2. Pickling garlic: put the soaked garlic in a jar, sprinkle with a layer of salt, stir it once the next day, then stir it once a day, take it out for 3-4 days, spread it on the curtain, sun it for one day, take out the floating skin, put it in the jar, and pickle it with sugar water. Sugar water 10 kg, sugar 4 kg, vinegar 1 kg, boil. When the sugar water is not hot enough, pour it into the garlic can. Note that sugar water is about 2 inches higher than garlic. Sprinkle 3 pieces of broken sugar on the surface of the sugar water, then seal the jar cover tightly, put it in the shade, and marinate for 2-3 months, and it will become crystal clear and delicious white sugar garlic.

3, seasoning: 6 to 7 days before maturity, you can add some sweet-scented osmanthus to taste.

Method 2: 500 grams of garlic with 50 grams of salt, 300 grams of brown sugar, 30 grams of rice vinegar or 20 grams of white vinegar star anise may or may not be added.

Methods: 1. Peel the garlic and leave a false stem with a diameter of10cm. Dig the garlic root into a cone shape, but don't dig the garlic loose (to make it delicious).

2. Soak garlic in water for 5-7 days and change the water every day.

3, garlic into the altar, a layer of garlic and a layer of salt, no water; Pour garlic once a day, from bottom to top, so that garlic is evenly submerged; After 5-7 days, take it out to dry. When the skin is dry, if there is old skin, remove it ... and put it evenly in the altar.

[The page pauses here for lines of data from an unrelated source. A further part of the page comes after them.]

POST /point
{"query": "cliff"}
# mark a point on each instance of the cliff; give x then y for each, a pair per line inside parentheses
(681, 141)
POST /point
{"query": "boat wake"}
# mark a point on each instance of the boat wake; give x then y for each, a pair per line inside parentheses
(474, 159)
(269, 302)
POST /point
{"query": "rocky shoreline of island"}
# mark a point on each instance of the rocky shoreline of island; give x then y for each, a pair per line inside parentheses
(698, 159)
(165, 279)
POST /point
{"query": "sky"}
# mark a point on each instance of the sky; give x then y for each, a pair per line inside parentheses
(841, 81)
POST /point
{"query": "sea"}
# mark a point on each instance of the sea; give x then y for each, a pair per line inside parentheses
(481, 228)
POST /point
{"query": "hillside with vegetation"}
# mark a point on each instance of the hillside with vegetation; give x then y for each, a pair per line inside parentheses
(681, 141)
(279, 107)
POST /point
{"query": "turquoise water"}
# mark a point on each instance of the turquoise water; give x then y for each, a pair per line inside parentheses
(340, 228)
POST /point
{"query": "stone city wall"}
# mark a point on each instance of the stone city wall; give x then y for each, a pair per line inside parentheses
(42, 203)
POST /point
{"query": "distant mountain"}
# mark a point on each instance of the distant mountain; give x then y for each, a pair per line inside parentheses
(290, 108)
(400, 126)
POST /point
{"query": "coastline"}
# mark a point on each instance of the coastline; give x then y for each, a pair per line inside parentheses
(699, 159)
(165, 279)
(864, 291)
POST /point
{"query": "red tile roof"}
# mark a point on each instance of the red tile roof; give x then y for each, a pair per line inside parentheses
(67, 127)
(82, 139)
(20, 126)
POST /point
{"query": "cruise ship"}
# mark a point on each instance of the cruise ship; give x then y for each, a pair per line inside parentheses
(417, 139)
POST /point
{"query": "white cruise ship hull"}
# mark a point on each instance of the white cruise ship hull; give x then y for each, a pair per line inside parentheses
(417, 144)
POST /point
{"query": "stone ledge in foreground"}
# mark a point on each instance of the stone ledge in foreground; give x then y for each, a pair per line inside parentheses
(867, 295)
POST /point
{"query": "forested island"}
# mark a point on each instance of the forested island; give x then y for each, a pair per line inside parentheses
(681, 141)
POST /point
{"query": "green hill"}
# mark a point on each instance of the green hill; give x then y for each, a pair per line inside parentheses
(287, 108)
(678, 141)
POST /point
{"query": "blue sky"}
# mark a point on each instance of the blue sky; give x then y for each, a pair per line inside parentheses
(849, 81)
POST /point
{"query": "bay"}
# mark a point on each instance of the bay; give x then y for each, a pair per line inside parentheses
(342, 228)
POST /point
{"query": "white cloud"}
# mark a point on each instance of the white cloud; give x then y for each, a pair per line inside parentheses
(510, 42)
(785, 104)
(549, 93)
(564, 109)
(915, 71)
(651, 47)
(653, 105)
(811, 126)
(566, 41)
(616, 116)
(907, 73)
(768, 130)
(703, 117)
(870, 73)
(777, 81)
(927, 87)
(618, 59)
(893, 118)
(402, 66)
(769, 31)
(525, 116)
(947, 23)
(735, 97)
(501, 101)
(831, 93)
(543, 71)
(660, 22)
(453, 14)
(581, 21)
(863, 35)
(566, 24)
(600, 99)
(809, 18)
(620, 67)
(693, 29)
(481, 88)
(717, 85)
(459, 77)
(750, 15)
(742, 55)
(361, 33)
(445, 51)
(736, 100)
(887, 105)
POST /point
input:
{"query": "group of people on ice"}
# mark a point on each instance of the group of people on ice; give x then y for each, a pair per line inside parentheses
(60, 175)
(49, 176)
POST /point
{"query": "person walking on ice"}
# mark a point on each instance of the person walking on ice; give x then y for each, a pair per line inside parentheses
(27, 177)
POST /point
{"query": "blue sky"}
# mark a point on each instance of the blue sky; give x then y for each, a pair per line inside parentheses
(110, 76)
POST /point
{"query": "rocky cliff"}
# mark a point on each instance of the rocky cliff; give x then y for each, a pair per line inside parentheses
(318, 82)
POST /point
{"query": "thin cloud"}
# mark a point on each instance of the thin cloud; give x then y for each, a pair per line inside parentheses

4. Boil the water, add brown sugar and leave the fire; Add vinegar when the water temperature is about 80 degrees; After completely cooling, pour into the garlic jar and seal the jar. After 7 days, the brown sugar can be eaten after being converted into fructose.

5, the aftertaste is rich in sugar, salty and slightly sour, if you like acid, you can add more vinegar.

6. Sugar and garlic juice can be used as sweet and sour juice in the future. Garlic has a strong flavor and a unique flavor, but it can no longer be used to drown garlic.